Zu den neuen Arbeiten Gabriele Langendorfs
Gabriele Langendorf beschäftigt sich in ihrem malerischen und zeichnerischen Werk seit vielen Jahren mit Räumen im weitesten Sinne. Ihre seriell konzipierten Bildfolgen setzen Bestimmungs- und Wahrnehmungskategorien von "Innen" und "Außen" mit der Dualität von Zivilisation und Natur auf subtile Weise miteinander in Beziehung. Physikalisch determinierte Räume und Lebensräume, geschlossene und offene Räume, architektonische und Landschaftsräume wurden so zum Gegenstand motivisch gebundener Werkgruppen: Hochhausfassaden, Hotelzimmer und private Schlafzimmer, Fensterblicke vom Raum in die Natur und vom Schiff hinaus auf das Meer, in die Umgebung. Und immer wieder Bilder von Schiffen in weitläufigen Wasserlandschaften – mobile, vielfältig nutzbare "Räume", doch auch viel mehr als das: Projektionsflächen unzähliger Assoziationen, Sinnbilder, Sehnsuchtsbilder.
In den Arbeiten von Gabriele Langendorf geht es um Räume, Orte und um deren Wechsel, um das Unterwegssein, das Er-Fahren von Topographie. Es geht damit um etwas, das ganz wesentlich den Menschen und sein Verhältnis zur Welt betrifft. Doch die menschliche Figur trat im OEuvre Gabriele Langendorfs bis vor wenigen Jahren nicht in Erscheinung. Die Auseinandersetzung mit Natur und den Lebens- und Wahrnehmungsräumen des Menschen wurde, der ursprünglich streng konzeptionellen Ausrichtung im Gegenständlichen folgend, ohne den Protagonisten geführt. Seit etwa 2003 lässt sich jedoch eine deutliche thematische Erweiterung und stilistische Neuorientierung im Werk der Künstlerin konstatieren. Es beginnt, sich breiter aufzufächern; Arbeiten auf Papier in unterschiedlichen Techniken gewinnen Raum als eigenständiges Medium und zur Erprobung neuer figurativer Bildlösungen. Die großformatigen Leinwandarbeiten sind von dieser Entwicklung nicht unbeeinflusst geblieben, sondern haben sich längst vom eng abgesteckten Motivkreis und den formalen Bindungen der Serie gelöst und beanspruchen Geltung als autonome Einzelwerke.

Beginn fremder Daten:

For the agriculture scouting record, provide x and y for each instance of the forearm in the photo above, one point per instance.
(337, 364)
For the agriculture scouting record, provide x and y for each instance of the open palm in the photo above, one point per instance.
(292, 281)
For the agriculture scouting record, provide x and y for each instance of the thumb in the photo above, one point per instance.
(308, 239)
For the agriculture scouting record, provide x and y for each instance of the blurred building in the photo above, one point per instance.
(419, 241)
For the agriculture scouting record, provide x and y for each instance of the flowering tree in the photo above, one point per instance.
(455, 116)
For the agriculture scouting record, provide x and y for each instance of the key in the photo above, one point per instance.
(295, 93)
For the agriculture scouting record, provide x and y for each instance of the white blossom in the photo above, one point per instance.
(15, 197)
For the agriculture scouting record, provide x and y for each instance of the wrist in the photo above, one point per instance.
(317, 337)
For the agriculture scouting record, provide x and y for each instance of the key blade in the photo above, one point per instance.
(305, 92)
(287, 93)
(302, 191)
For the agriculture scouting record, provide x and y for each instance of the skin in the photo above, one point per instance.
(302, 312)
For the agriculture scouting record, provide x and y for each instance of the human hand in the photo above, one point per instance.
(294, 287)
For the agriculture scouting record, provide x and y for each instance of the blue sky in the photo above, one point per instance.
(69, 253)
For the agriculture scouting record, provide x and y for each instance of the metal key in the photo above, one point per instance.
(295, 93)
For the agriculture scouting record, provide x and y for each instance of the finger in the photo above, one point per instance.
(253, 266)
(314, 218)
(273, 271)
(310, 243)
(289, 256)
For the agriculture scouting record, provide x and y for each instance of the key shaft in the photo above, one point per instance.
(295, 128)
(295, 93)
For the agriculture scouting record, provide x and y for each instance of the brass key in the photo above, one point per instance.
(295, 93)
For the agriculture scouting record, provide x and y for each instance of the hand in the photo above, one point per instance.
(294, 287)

War in den frühen Landschaftsszenen und Schiffsbildern die Abwesenheit des Menschen nicht mehr und nicht weniger als ein gegebenes Faktum, so gibt sie nun Anlass zur differenzierten Bildbefragung.
Exemplarisch hierfür steht die Arbeit "Brücke 1" aus dem Jahre 2005. Die im Hintergrund einer offenen, geometrischen Brückenkonstruktion im Nebel liegende Insel ist an Arnold Böcklins berühmte "Toteninsel" angelehnt, die zwischen 1880 und 1886 in fünf Fassungen entstand. Von dem abgeschiedenen, geheimnisvollen Ort im unbeweglichen, spiegelglatten Wasser geht eine melancholische, ja fast mystische Stimmung aus. Während bei Böcklin die angedeutete Bebauung mit in die Felsen eingelassenen Grabkammern auf das Reich des Todes verweist, das aus der Zeit herausgehoben scheint, deuten die Spuren der Zivilisation im Bilde Gabriele Langendorfs auf profane, dennoch nicht erschließbare Zusammenhänge. So ist der Betrachter unweigerlich geneigt, die gegenständlichen Versatzstücke, gleichsam stellvertretend für die nicht anwesenden Menschen, als Hinweise auf ein Geschehen zu interpretieren. Sind das Schlauchboot und das hinter den Felsen halb versteckte Zelt Hinweise auf Camper? Oder passieren hier andere, geheimnisvollere Dinge? Boot, Zelt und die nicht begehbare Brücke, die sich über die gesamte Szenerie spannt, nicht aber zur Insel führt, erscheinen im bildlichen Kontext als rätselhafte Elemente, ja als Störfaktoren, die die ursprünglich angelegte romantische Stimmung konterkarieren.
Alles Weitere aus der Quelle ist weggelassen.